As he prepares to take office later this year, the Labor Party, and in particular its leader Sir Keir Starmer, is trying to reassure corporate bosses that the proposed overhaul of employment law will reduce significantly.
Zero contracts may sometimes be allowed to continue, with at least a few additional rights. The unions will not be invited back to help run the government, and some of the additional employment rights will be removed.
No one should be fooled. By far the most significant reform is the extension of collective bargaining agreements. They may sound technical, but in reality they are the Government setting pay rates across most of the private sector.
And if it does, it will destroy what’s left of the UK’s world-leading flexible labor market – and destroy thousands of small businesses too.
There are plenty of headline proposals in Labour’s plans to reform employment law.
Zero contracts will sometimes be banned. Fire and rent will be prohibited. Parental leave will be extended, flexible working will be encouraged, gig work will be regulated for the first time, and there could even be some fashionable reforms such as a “right to switch off”, a right to “work from anywhere”, and maybe even a holiday statutory sabbatical with no loss of wages or employment rights.
They are the kind of reforms that generate a lot of support on social media, and will satisfy the party’s largely professional public sector base which is always happy to give itself more time off as long as wages remain. and everyone’s pension benefits are equally generous.
Over the past few weeks, the party has pushed back on many of the reforms, replacing promises of additional legal rights with vague promises of best practice. The party leadership is desperate to keep big business on board as it heads into an election.
According to the Unite union, the latest version of the package is “completely unrecognizable”, and its general secretary Sharon Graham called it a “betrayal”. The final version of the plan is to be announced in the next few weeks, and we will see what is included in the final manifesto when the general election is called.
However, headline rights are not the most important. The meat of the plan will be in detail. The most significant overhaul is also the most technical. In its policy outline for 2021, the party pledged “sectoral collective bargaining” for the entire economy.
As law firm Lewis Silkin put it in an analysis of the plans, this is “the single most radical proposal in its 2021 Green Paper”.
What does it mean? Essentially, under sectoral bargaining there will be equal pay agreements for all different sectors of the economy, struck out at a national level between the Government, the trade unions and employers’ associations.
Nationally agreed wages will be set for, say, dental assistants, or care workers, or engineers, or retail workers, bar staff, and many other everyday roles. If you run a restaurant in Staffordshire, you will be told what the chef will be paid, and a vet clinic in Somerset will be told how much their receptionist will be paid.
It will be a radical change for the UK. In this country, only 26pc of workers are covered by equal pay agreements, and only 13pc of private sector employees (most of them in construction and transport where they have a longer history).
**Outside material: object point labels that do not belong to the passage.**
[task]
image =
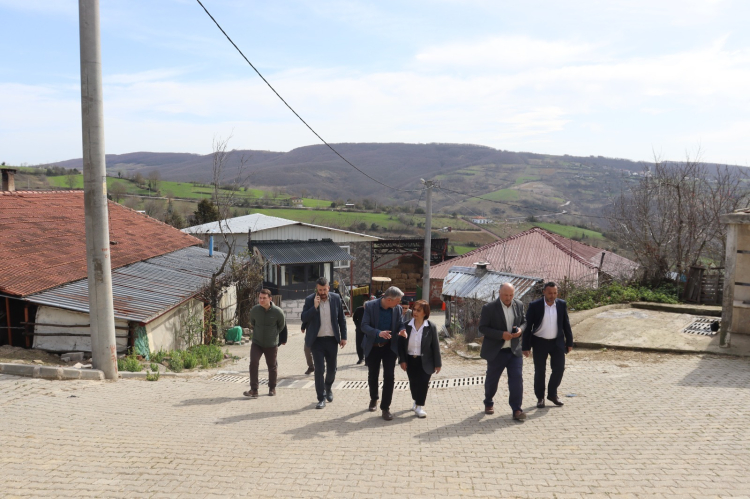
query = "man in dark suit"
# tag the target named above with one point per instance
(548, 334)
(381, 324)
(326, 329)
(502, 323)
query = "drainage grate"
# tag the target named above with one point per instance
(233, 378)
(701, 326)
(362, 385)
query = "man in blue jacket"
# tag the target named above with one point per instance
(326, 329)
(548, 334)
(381, 323)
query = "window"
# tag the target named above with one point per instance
(343, 264)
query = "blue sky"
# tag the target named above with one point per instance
(622, 78)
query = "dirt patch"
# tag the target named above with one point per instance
(20, 355)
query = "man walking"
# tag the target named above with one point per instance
(326, 329)
(269, 331)
(381, 323)
(548, 334)
(502, 323)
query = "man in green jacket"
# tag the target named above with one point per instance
(269, 331)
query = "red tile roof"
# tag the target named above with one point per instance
(43, 241)
(539, 253)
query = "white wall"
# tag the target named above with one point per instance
(52, 315)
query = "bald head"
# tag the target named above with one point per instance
(507, 291)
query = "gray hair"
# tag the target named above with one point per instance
(393, 292)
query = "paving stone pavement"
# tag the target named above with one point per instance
(642, 425)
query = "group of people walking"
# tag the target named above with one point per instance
(385, 338)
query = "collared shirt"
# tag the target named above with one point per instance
(415, 338)
(510, 316)
(326, 328)
(548, 329)
(385, 319)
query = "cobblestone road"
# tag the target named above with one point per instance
(640, 425)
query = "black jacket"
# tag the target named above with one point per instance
(492, 325)
(534, 317)
(430, 347)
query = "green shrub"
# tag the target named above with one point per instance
(189, 360)
(130, 364)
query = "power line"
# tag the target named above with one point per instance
(295, 112)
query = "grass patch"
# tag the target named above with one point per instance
(502, 195)
(585, 299)
(570, 231)
(130, 363)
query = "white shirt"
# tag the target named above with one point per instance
(509, 318)
(415, 338)
(548, 329)
(326, 328)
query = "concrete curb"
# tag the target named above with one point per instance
(50, 372)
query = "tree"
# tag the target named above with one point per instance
(118, 191)
(670, 219)
(206, 212)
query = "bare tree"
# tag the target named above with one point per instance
(117, 191)
(670, 219)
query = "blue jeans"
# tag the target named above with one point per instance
(505, 360)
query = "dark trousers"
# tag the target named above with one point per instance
(256, 352)
(308, 358)
(505, 360)
(360, 337)
(541, 349)
(419, 381)
(324, 352)
(385, 355)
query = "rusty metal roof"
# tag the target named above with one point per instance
(43, 241)
(144, 290)
(291, 252)
(540, 253)
(467, 282)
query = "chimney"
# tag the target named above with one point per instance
(9, 182)
(481, 268)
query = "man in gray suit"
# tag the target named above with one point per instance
(326, 329)
(502, 323)
(382, 323)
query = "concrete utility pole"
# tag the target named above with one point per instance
(101, 310)
(429, 184)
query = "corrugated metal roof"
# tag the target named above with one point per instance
(43, 243)
(257, 222)
(291, 252)
(537, 252)
(144, 290)
(463, 282)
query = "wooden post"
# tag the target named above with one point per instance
(7, 316)
(26, 327)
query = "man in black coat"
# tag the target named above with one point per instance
(548, 334)
(326, 329)
(502, 323)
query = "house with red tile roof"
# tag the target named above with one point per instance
(540, 253)
(157, 272)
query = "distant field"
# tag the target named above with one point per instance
(502, 195)
(184, 190)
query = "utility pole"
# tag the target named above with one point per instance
(101, 309)
(429, 184)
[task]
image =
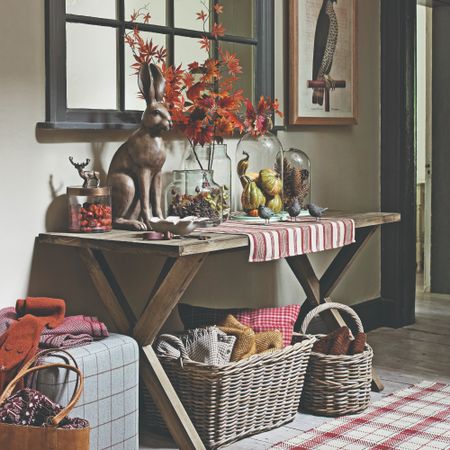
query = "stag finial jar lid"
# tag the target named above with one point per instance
(89, 205)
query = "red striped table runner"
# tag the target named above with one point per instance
(283, 239)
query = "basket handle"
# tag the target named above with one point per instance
(331, 305)
(51, 352)
(65, 411)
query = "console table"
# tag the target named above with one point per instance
(184, 257)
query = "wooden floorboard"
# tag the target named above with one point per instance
(403, 356)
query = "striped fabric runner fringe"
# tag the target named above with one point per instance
(283, 239)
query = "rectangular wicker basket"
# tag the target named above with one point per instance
(227, 403)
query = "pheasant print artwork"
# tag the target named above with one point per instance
(325, 41)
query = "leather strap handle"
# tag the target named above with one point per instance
(25, 371)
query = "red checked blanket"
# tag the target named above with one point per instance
(414, 418)
(280, 240)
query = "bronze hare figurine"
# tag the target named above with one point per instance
(135, 171)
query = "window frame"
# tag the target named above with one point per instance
(59, 116)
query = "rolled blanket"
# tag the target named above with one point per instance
(53, 308)
(73, 332)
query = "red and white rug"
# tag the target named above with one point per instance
(414, 418)
(283, 239)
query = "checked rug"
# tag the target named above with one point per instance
(417, 417)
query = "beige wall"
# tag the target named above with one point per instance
(345, 175)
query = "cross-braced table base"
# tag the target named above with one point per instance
(184, 259)
(175, 277)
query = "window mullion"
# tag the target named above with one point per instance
(121, 54)
(170, 8)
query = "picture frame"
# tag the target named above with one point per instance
(323, 71)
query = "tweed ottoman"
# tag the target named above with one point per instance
(110, 401)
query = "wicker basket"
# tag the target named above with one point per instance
(227, 403)
(337, 385)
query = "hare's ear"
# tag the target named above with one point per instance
(145, 83)
(159, 82)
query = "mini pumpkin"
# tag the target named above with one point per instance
(252, 197)
(275, 204)
(242, 165)
(252, 213)
(270, 182)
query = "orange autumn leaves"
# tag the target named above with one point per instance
(202, 98)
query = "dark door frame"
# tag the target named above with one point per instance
(398, 159)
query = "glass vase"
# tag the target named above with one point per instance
(220, 165)
(296, 178)
(194, 193)
(261, 178)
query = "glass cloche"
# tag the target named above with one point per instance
(296, 178)
(261, 178)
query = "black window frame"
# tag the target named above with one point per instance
(58, 116)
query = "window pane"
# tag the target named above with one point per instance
(132, 99)
(237, 17)
(246, 55)
(188, 50)
(186, 14)
(91, 67)
(95, 8)
(156, 9)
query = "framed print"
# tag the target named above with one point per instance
(322, 62)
They are more common in some continental European countries, with 99pc of jobs covered in Italy, 98 in France, and 51 in Germany, but experimenting with labor systems with higher levels is hardly a great idea. unemployment they have created to permanently copy, in particular. among young people.
In reality, trying to micromanage the pay and conditions of 32 million employed people in the UK is madness.
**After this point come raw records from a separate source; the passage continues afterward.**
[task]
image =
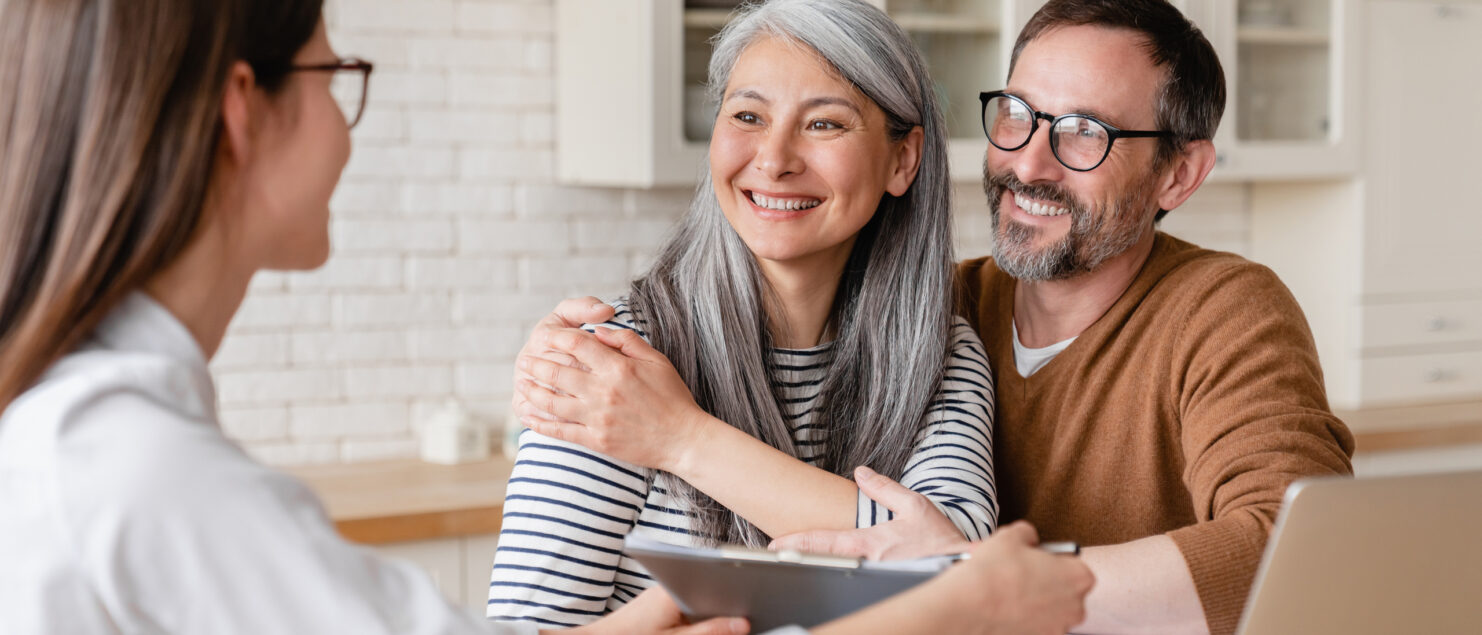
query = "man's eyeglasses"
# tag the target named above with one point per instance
(349, 83)
(1079, 141)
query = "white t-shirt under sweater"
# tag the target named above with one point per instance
(1029, 361)
(568, 509)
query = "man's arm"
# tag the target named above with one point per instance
(1253, 417)
(1141, 586)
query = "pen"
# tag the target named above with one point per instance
(1067, 548)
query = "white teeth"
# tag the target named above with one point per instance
(783, 205)
(1039, 209)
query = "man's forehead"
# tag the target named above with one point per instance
(1092, 70)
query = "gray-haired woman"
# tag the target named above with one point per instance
(799, 321)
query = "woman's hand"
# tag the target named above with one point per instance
(652, 612)
(918, 530)
(609, 392)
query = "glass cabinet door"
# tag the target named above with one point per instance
(703, 21)
(961, 40)
(1285, 64)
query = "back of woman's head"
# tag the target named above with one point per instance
(891, 312)
(108, 132)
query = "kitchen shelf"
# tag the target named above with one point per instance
(707, 18)
(1282, 36)
(944, 22)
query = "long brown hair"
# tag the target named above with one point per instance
(108, 131)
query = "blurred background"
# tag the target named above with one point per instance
(519, 152)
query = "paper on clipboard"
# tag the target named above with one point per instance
(774, 589)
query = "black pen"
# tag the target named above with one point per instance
(1067, 548)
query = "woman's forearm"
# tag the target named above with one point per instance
(777, 493)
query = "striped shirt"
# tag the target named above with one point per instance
(566, 509)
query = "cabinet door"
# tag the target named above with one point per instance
(1424, 94)
(1291, 79)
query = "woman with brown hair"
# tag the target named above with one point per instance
(153, 156)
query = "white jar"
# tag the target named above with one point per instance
(451, 435)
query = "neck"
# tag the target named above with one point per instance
(1048, 312)
(203, 288)
(803, 295)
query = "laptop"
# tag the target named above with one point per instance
(1373, 555)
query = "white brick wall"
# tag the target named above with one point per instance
(451, 238)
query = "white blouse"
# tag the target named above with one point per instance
(123, 508)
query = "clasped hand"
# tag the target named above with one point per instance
(608, 390)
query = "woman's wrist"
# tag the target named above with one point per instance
(691, 447)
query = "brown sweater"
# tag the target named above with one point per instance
(1186, 410)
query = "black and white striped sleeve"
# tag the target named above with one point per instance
(565, 515)
(953, 459)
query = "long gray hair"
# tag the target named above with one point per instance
(703, 300)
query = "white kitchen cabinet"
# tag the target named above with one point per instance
(460, 567)
(1291, 79)
(632, 112)
(1387, 266)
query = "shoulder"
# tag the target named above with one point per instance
(1217, 285)
(964, 341)
(128, 451)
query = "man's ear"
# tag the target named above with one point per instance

There are three huge problems. First, it attempts to create one set of national standards for businesses that vary according to local conditions, who their customers are, and what part of the market they serve.
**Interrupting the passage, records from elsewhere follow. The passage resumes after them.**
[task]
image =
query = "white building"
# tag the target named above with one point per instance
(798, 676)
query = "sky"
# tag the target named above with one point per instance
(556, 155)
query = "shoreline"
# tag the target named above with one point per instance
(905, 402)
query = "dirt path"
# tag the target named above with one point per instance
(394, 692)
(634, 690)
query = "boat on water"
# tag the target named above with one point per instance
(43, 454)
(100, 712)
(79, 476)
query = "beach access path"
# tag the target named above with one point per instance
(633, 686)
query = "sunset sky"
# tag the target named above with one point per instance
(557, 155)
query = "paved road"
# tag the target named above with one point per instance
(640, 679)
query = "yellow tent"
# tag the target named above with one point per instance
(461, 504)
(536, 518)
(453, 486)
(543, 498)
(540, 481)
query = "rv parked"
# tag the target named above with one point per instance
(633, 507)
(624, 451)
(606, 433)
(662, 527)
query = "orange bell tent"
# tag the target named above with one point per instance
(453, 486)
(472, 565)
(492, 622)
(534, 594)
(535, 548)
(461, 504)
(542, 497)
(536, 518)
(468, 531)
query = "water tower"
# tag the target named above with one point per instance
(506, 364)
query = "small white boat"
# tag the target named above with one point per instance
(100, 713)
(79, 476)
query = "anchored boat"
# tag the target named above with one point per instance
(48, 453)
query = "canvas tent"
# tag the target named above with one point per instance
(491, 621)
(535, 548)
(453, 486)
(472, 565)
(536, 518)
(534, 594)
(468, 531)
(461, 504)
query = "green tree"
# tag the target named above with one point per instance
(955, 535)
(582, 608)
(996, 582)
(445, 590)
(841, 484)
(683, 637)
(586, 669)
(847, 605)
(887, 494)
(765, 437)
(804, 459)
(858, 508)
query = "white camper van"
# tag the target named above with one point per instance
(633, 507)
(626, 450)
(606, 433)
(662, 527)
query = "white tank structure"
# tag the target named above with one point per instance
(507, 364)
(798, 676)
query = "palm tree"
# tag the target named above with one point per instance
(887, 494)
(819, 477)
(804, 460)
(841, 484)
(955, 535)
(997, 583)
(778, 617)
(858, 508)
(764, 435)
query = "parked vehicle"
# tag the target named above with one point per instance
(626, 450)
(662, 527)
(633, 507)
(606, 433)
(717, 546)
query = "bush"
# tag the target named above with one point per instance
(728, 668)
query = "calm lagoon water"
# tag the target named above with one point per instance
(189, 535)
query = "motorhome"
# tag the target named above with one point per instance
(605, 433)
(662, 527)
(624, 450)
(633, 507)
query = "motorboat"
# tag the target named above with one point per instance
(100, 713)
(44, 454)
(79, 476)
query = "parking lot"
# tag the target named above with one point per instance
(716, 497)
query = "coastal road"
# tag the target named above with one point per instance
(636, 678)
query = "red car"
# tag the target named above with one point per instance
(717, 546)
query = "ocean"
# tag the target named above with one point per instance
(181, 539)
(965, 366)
Should the chef at a Michelin-starred restaurant in Marlow be paid more or less than the equivalent of a roadside cafe in Derbyshire? Or should a dental technician in prosperous Cheshire be paid the same as a much poorer Wrexham, although housing and other costs will be very different?
Definitely not. All we have to do is set rates that will be completely wrong for everyone.
Next, it will push up wages. Just as the National Living Wage has risen far faster than inflation, we can be sure that the “fair wage” for all industries will continue to rise, especially if Angela Rayner is chairing its meetings.
True, some employers will be able to afford it, but others will not and will quickly be put out of business. It’s hard to see how that helps anyone. In fact, because of the increases in the living wage, some companies have already closed down, and the impact of “fair pay” will be even greater.
Finally, it will destroy flexibility. The UK economy has such a long list of flaws that it’s hard to keep track of them all, but one of its strengths is that it has a workforce that can adapt very quickly to changing conditions. By setting rigid national pay rates, we will do that, and anyone who thinks it’s an improvement is kidding.
Sure, collective agreements may have worked in the industrialized, regimented economies of the 1950s and 1960s. They may even work in countries that are much more dependent on industry, such as Germany. They are not going to work in the UK’s service-based enterprise economy in the 2020s.
In reality, Labor is living in the past – and trying to go back there will destroy the economy.